Maurizio Landini, proprio in quanto leader di una categoria interna al più grande sindacato italiano, è portatore di un messaggio “specifico”: la tutela dei metalmeccanici. La Camusso invece è portatore di un messaggio che, seppur conservatore, assume i toni dell’”universalità”. Tutto fa brodo per pensionati, insegnanti e dipendenti del pubblico impiego.
Scegliendo Landini come suo interlocutore su certi argomenti, Renzi evidenzia le contraddizioni interne al sindacato e il messaggio scarsamente efficace che la Camusso intende portare avanti. Ma soprattutto scavalca un avversario scegliendo tutt’altri interlocutori.
Come Nixon che nel 1972 volò nella Repubblica Popolare Cinese non per allearsi, ma per scavalcare i sovietici, Renzi scavalca la Camusso scegliendo Landini come suo unico interlocutore. Nonostante (anzi: proprio per questo) la distanza siderale tra i due.

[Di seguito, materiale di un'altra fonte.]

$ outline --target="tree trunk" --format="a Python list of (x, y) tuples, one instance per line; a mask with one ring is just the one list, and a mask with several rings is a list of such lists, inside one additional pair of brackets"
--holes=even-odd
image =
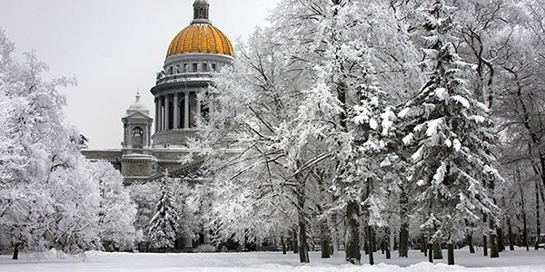
[(496, 243), (496, 229), (494, 228), (494, 222), (492, 222), (492, 217), (489, 219), (489, 233), (490, 236), (490, 257), (499, 257), (500, 253), (498, 252), (498, 244)]
[[(482, 215), (482, 219), (486, 224), (486, 222), (488, 221), (488, 217), (486, 214)], [(488, 237), (484, 233), (482, 234), (482, 255), (488, 256)]]
[[(332, 226), (337, 226), (337, 215), (333, 213), (333, 215), (332, 215)], [(336, 228), (332, 228), (332, 244), (333, 245), (333, 248), (331, 250), (331, 256), (333, 256), (333, 254), (335, 254), (335, 252), (339, 251), (339, 238), (337, 238), (337, 229)]]
[[(540, 238), (540, 234), (541, 233), (541, 219), (540, 218), (540, 183), (536, 180), (536, 237), (537, 239)], [(536, 244), (534, 248), (536, 250), (540, 249), (538, 246), (538, 240), (536, 240)]]
[(362, 252), (360, 252), (360, 220), (359, 203), (357, 201), (348, 202), (346, 208), (346, 260), (352, 264), (360, 264)]
[(328, 258), (331, 257), (329, 245), (331, 243), (330, 230), (327, 224), (327, 220), (322, 222), (322, 258)]
[[(388, 236), (390, 239), (390, 236)], [(386, 259), (391, 258), (391, 253), (390, 252), (390, 242), (384, 241), (384, 248), (386, 248)]]
[(409, 224), (402, 222), (400, 229), (400, 257), (409, 257)]
[(422, 235), (422, 248), (424, 248), (424, 257), (428, 256), (428, 242), (424, 238), (424, 235)]
[(510, 225), (510, 219), (507, 218), (507, 236), (509, 237), (509, 250), (515, 250), (515, 238), (513, 236), (513, 229)]
[(304, 212), (305, 195), (305, 181), (304, 179), (299, 177), (299, 184), (297, 186), (297, 213), (299, 217), (299, 260), (302, 263), (309, 263), (309, 246), (306, 234), (306, 218)]
[(519, 191), (520, 193), (520, 206), (522, 209), (522, 245), (526, 247), (526, 251), (530, 251), (530, 246), (528, 245), (528, 222), (526, 221), (526, 209), (524, 209), (524, 193), (522, 192), (522, 185), (519, 180)]
[(505, 251), (505, 241), (503, 240), (503, 229), (501, 228), (497, 228), (496, 233), (498, 234), (498, 251), (503, 252), (503, 251)]
[(401, 218), (401, 228), (400, 228), (400, 257), (409, 257), (409, 198), (405, 193), (405, 190), (401, 190), (400, 196), (400, 218)]
[(442, 259), (442, 250), (441, 249), (441, 243), (433, 243), (433, 258)]
[(12, 259), (19, 259), (19, 246), (20, 245), (21, 245), (20, 243), (15, 244), (15, 248), (14, 248), (14, 257), (12, 257)]
[(447, 259), (449, 266), (454, 266), (454, 245), (447, 244)]
[(482, 255), (488, 256), (488, 237), (486, 234), (482, 235)]
[(309, 263), (311, 260), (307, 245), (306, 222), (304, 218), (301, 218), (304, 215), (300, 214), (299, 216), (299, 260), (302, 263)]
[(293, 228), (293, 254), (299, 254), (299, 243), (297, 238), (297, 229)]
[(471, 231), (468, 231), (466, 234), (466, 241), (468, 243), (468, 246), (470, 247), (470, 253), (471, 254), (474, 254), (475, 253), (475, 247), (473, 246), (473, 233)]
[(373, 243), (373, 234), (372, 234), (372, 227), (371, 226), (367, 226), (367, 236), (368, 236), (368, 242), (367, 245), (369, 245), (369, 264), (370, 265), (374, 265), (374, 243)]

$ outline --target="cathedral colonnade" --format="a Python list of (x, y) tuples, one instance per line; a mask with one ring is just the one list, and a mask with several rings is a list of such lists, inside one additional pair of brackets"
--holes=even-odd
[(194, 91), (163, 93), (156, 95), (154, 102), (155, 132), (195, 129), (202, 113), (208, 114)]

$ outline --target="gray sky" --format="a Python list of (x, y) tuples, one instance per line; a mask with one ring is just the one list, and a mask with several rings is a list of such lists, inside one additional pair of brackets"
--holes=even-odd
[[(63, 90), (67, 121), (91, 139), (90, 148), (120, 148), (121, 118), (140, 88), (150, 89), (171, 40), (193, 19), (193, 0), (0, 0), (0, 28), (17, 55), (35, 50), (46, 78), (75, 75)], [(210, 19), (236, 44), (265, 24), (280, 0), (210, 0)], [(22, 60), (22, 58), (21, 58)]]

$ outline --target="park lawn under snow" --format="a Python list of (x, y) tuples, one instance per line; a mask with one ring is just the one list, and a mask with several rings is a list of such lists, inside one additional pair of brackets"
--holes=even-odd
[[(10, 256), (0, 256), (0, 271), (545, 271), (545, 250), (501, 253), (500, 258), (490, 259), (482, 251), (470, 254), (468, 250), (457, 250), (458, 266), (445, 265), (446, 259), (436, 260), (432, 265), (420, 251), (411, 251), (409, 258), (400, 258), (397, 252), (386, 260), (384, 255), (375, 255), (377, 265), (353, 266), (343, 261), (344, 252), (332, 258), (321, 259), (320, 252), (311, 252), (311, 263), (301, 265), (296, 254), (282, 252), (254, 253), (104, 253), (86, 252), (79, 257), (61, 256), (54, 251), (45, 254), (23, 254), (20, 260), (13, 261)], [(446, 251), (443, 252), (446, 256)], [(367, 261), (367, 256), (362, 256)]]

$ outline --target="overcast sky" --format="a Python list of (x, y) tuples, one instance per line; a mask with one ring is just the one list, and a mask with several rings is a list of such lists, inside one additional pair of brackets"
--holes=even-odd
[[(280, 0), (210, 0), (210, 19), (236, 44), (265, 24)], [(17, 55), (35, 50), (46, 77), (75, 75), (63, 90), (67, 121), (93, 149), (121, 147), (121, 118), (142, 100), (154, 111), (150, 89), (171, 40), (193, 19), (193, 0), (0, 0), (0, 28)], [(22, 59), (22, 58), (21, 58)]]

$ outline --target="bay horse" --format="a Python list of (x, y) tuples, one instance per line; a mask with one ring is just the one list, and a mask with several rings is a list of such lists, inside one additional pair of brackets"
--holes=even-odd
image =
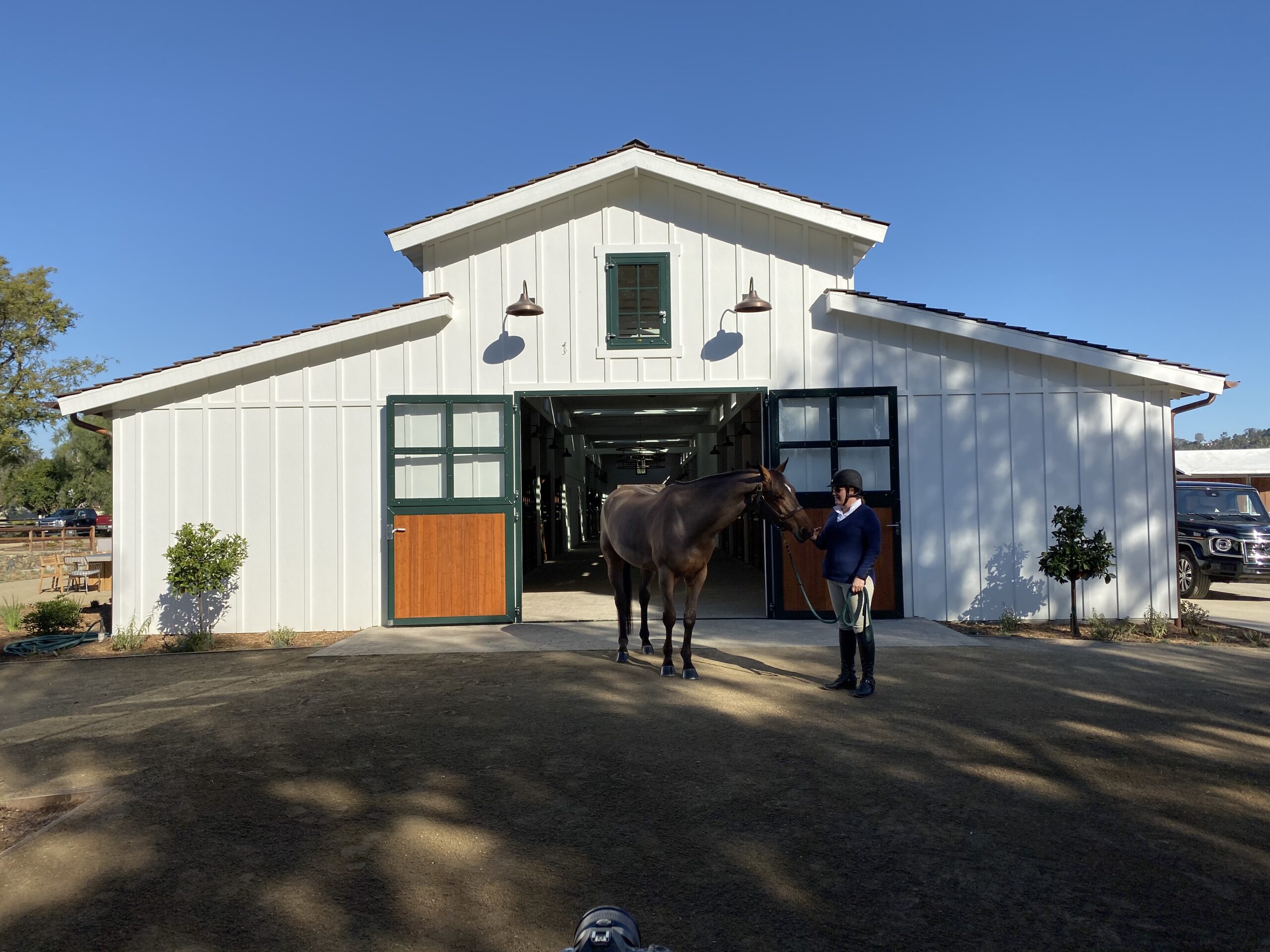
[(759, 466), (734, 470), (698, 480), (662, 485), (630, 484), (608, 494), (599, 514), (599, 551), (608, 566), (617, 605), (617, 660), (629, 663), (626, 645), (631, 627), (631, 569), (640, 571), (640, 650), (653, 654), (648, 637), (648, 600), (657, 576), (662, 590), (662, 674), (674, 677), (673, 645), (674, 586), (683, 579), (683, 677), (697, 679), (692, 666), (692, 627), (697, 622), (697, 598), (706, 581), (706, 566), (714, 555), (714, 537), (728, 528), (747, 508), (754, 508), (782, 532), (799, 542), (812, 537), (812, 519), (798, 503), (794, 486), (785, 479), (785, 463), (775, 470)]

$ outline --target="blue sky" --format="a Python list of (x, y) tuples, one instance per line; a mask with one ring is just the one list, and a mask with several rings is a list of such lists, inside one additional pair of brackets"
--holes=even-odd
[(639, 137), (892, 222), (857, 287), (1270, 426), (1270, 5), (20, 4), (0, 254), (109, 376), (414, 297), (386, 227)]

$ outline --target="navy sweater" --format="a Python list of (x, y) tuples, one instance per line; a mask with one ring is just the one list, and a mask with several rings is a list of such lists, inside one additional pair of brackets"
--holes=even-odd
[(815, 547), (824, 550), (820, 570), (824, 578), (851, 581), (872, 576), (878, 581), (872, 565), (881, 551), (881, 523), (878, 522), (878, 513), (864, 503), (846, 519), (838, 519), (838, 513), (831, 512)]

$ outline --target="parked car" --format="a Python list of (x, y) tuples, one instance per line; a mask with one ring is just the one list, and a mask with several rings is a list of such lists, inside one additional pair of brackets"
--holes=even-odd
[(36, 519), (36, 526), (43, 529), (88, 528), (97, 526), (95, 509), (58, 509)]
[(1270, 583), (1270, 515), (1238, 482), (1177, 484), (1177, 590), (1204, 598), (1214, 581)]

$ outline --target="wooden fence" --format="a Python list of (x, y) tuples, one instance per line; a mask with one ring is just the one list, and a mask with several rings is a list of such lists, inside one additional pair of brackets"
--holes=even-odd
[(97, 527), (0, 526), (0, 552), (97, 551)]

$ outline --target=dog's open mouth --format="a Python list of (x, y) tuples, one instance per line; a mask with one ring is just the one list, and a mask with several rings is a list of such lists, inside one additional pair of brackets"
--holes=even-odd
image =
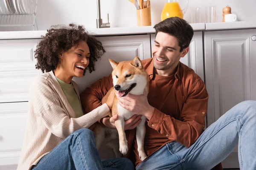
[(131, 86), (126, 90), (122, 91), (118, 91), (118, 95), (121, 97), (124, 97), (131, 91), (136, 86), (136, 83), (132, 84)]

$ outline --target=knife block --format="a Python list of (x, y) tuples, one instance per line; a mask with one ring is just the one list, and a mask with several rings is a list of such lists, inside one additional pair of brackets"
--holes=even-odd
[[(145, 1), (146, 2), (146, 1)], [(136, 10), (137, 26), (151, 26), (150, 6), (147, 8)]]

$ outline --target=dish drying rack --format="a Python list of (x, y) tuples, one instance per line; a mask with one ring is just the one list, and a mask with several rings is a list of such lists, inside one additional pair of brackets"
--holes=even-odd
[(38, 30), (37, 0), (0, 0), (0, 26), (31, 26)]

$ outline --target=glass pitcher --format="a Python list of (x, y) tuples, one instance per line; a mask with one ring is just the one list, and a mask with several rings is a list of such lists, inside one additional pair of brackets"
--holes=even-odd
[[(181, 9), (180, 6), (179, 1), (180, 2), (183, 0), (186, 0), (186, 3), (185, 8)], [(161, 14), (162, 20), (173, 17), (178, 17), (183, 19), (183, 15), (186, 11), (188, 4), (189, 0), (167, 0)]]

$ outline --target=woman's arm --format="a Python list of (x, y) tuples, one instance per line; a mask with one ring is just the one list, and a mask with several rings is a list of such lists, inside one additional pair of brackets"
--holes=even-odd
[(54, 88), (44, 77), (38, 79), (31, 87), (30, 100), (35, 113), (58, 137), (64, 139), (76, 130), (89, 128), (108, 114), (109, 109), (105, 104), (81, 117), (70, 118), (60, 101), (64, 96), (58, 96)]

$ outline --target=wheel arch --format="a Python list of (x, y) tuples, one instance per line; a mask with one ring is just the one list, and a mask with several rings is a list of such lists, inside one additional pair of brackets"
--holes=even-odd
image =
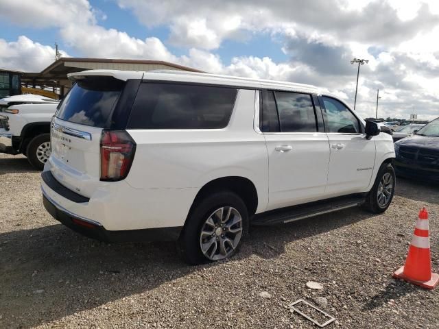
[(258, 207), (258, 193), (254, 184), (245, 177), (226, 176), (215, 178), (206, 183), (195, 195), (189, 214), (206, 196), (219, 191), (230, 191), (239, 196), (247, 206), (249, 216), (253, 215), (256, 212)]

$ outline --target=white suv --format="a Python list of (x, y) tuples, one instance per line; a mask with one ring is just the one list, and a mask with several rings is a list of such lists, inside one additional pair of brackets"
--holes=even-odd
[(106, 241), (175, 240), (192, 264), (248, 226), (393, 197), (392, 137), (311, 86), (177, 71), (89, 71), (51, 123), (46, 209)]

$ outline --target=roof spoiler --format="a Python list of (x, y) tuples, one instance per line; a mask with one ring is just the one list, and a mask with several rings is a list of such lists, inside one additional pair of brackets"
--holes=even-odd
[(127, 81), (135, 79), (141, 80), (143, 77), (143, 72), (141, 71), (133, 72), (130, 71), (121, 70), (88, 70), (83, 71), (82, 72), (69, 73), (67, 74), (67, 77), (69, 80), (75, 82), (85, 79), (85, 77), (88, 76), (112, 77), (115, 79)]

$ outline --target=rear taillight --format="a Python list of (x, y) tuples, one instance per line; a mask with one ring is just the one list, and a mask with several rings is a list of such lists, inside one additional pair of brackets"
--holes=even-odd
[(101, 136), (101, 180), (115, 182), (126, 178), (136, 143), (125, 130), (103, 130)]

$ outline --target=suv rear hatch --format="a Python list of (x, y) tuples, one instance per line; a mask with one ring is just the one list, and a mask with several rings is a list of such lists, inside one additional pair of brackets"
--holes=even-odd
[[(124, 80), (130, 73), (133, 80)], [(142, 76), (115, 71), (69, 75), (76, 83), (51, 124), (49, 169), (62, 185), (90, 197), (102, 181), (124, 178), (118, 173), (128, 173), (135, 151), (124, 129)]]

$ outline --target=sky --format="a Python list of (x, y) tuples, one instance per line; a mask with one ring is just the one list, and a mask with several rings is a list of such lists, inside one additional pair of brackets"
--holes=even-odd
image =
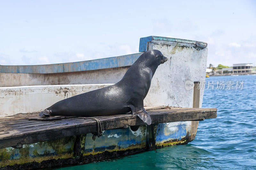
[(154, 35), (208, 44), (207, 66), (256, 65), (256, 0), (0, 0), (0, 65), (139, 52)]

Se Nixon e Mao Tse-Tung firmarono un trattato che confermava le rispettive differenze tra i due paesi (mossa apparentemente inutile, ma in grado di legittimare Pechino e di metterla sullo stesso piano di quella Washington che ancora si ostinava a riconoscere solo la Repubblica di Taipei) a Renzi è bastato partecipare ad una mostra fiorentina sulla Fiom e prendersi un paio di caffè con Landini per isolare quello che potenzialmente potrebbe essere il principale oppositore di un governo considerato troppo riformista.